The Troubling Misuse Of ‘Inner Beauty’ For Those With Non-Standard Attractiveness

Remember that (horrible) movie “Shallow Hal” from 2001? It’s the one where Jack Black is this incredibly vapid asshole (Hal) who refuses to pursue any woman who’s not tall, thin and pretty in that Victoria’s Secret way? Then he gets a curse put on him so he can only see people’s “inner beauty,” which leads him to believe that women who are overweight or have crooked teeth look like the average supermodel. He winds up meeting Gwyneth Paltrow’s character Rosemary who looks like Paltrow in his eyes, but in “actuality,” is very overweight. Because of the curse, he gives her a chance and falls for her, then gets freaked out when he realizes she’s fat, then figures out he loves her and they end up together and Jason Alexander has a tail.

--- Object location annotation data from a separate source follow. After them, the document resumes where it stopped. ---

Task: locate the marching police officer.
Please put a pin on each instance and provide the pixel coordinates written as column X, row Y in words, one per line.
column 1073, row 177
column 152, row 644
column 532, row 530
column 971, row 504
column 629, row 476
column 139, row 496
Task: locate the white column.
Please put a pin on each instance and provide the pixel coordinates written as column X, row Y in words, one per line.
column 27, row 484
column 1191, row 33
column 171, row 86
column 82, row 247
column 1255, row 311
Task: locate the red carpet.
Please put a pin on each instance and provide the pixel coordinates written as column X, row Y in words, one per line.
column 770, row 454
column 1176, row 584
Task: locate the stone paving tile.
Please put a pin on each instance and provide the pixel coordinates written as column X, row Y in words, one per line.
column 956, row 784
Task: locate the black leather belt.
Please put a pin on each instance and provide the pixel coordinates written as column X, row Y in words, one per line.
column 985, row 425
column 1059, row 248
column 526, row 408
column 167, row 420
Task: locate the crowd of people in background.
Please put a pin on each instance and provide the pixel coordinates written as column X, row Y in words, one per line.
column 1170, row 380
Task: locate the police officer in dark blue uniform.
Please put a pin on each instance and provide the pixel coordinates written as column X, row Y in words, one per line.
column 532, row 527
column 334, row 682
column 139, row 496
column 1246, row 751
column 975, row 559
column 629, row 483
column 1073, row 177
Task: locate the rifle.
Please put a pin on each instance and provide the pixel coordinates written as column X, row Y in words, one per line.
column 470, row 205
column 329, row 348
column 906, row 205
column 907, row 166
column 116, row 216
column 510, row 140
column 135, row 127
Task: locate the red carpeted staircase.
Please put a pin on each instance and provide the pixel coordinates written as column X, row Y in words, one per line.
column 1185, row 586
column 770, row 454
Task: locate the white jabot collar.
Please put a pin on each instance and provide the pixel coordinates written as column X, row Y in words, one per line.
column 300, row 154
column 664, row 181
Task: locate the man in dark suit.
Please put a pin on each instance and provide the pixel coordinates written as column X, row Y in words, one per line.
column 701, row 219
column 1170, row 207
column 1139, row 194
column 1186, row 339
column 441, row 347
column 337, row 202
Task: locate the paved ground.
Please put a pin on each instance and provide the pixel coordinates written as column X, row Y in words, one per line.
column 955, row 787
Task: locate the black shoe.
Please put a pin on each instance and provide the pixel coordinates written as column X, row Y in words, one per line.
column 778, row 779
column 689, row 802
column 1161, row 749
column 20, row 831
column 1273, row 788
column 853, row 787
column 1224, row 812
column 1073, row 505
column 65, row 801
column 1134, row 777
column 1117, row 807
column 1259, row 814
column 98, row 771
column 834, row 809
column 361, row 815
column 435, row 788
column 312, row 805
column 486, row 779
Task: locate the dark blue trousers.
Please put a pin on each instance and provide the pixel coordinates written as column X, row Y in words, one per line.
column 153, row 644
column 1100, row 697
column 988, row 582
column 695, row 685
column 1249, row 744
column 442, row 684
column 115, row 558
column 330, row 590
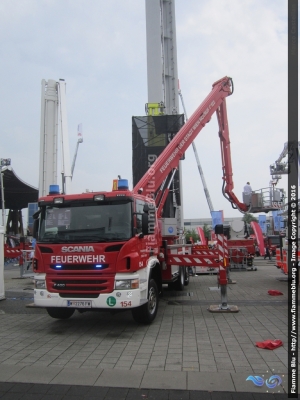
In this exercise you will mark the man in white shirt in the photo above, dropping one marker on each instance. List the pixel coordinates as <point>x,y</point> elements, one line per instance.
<point>247,188</point>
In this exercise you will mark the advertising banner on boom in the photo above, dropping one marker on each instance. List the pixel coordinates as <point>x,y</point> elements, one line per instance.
<point>278,221</point>
<point>259,237</point>
<point>262,223</point>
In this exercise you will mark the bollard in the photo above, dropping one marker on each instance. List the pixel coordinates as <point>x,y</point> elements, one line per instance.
<point>2,290</point>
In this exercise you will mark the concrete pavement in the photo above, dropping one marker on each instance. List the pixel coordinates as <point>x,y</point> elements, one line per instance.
<point>187,350</point>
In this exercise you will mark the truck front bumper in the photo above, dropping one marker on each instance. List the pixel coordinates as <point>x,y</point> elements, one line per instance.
<point>117,299</point>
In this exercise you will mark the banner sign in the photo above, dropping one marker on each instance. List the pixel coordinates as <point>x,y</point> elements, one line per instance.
<point>262,222</point>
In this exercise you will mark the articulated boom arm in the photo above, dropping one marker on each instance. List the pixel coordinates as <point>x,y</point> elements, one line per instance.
<point>228,185</point>
<point>170,157</point>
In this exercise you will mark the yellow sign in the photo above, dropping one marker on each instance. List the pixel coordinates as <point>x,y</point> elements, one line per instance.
<point>115,184</point>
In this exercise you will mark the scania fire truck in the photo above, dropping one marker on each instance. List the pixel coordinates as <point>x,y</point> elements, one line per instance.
<point>113,250</point>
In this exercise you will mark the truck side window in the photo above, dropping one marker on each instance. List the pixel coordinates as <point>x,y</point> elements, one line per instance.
<point>139,206</point>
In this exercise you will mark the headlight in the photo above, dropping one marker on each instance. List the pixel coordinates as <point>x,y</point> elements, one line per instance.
<point>127,284</point>
<point>40,284</point>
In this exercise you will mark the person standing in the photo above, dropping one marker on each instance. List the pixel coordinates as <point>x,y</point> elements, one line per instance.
<point>247,188</point>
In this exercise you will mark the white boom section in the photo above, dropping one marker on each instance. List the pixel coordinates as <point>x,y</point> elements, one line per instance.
<point>48,136</point>
<point>53,107</point>
<point>66,166</point>
<point>162,74</point>
<point>206,192</point>
<point>79,140</point>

So what that he treated her like shit? He learned a lesson! Redemption! He’s so totally not an asshole now! Revelations are the best!


The whole focus of the film is supposed to be the importance of “inner beauty,” but in actuality, it just projects a single message: If you are overweight or have non-straight teeth or are somehow not standardly beautiful, then you better have an exquisite personality because no fish are gonna bite otherwise. Basically, if you are fat, men will only fall in love with you if they’re under a fucking curse.

Obviously, women have been told to look, dress, act and exist in particular ways according to societal standards. One of those standards, despite varying throughout history, has been the “ideal body.” Hundreds of years ago, this ideal was considerably plumper than it is these days, as weighing more was a sign of good health and a wealthier class. Last century, this fluctuated considerably, from idealizing a straight shape in the 1920s to desiring wider, “childbearing hips” in the 50s to Twiggy to supermodels to whatever we recognize as beautiful these days. But regardless of its exact properties, there has always been an ideal.

The problem with having any kind of “ideal body” is obvious: women will feel the need to change accordingly. Many will not change simply because they want healthy lifestyles or because it will positively affect certain aspects of their systems; they’ll be changing because looking a certain way is seen as superior to looking another. Regardless of whether or not they’re already healthy, many women alter their appearances to fit into this ideal–but we all already know that.

Beauty ideals are changing once again, but in a new way: all sorts of different body types, rather than one ideal, are being seen as beautiful. This is fantastic, but with it also arrives a new kind of obnoxious behavior.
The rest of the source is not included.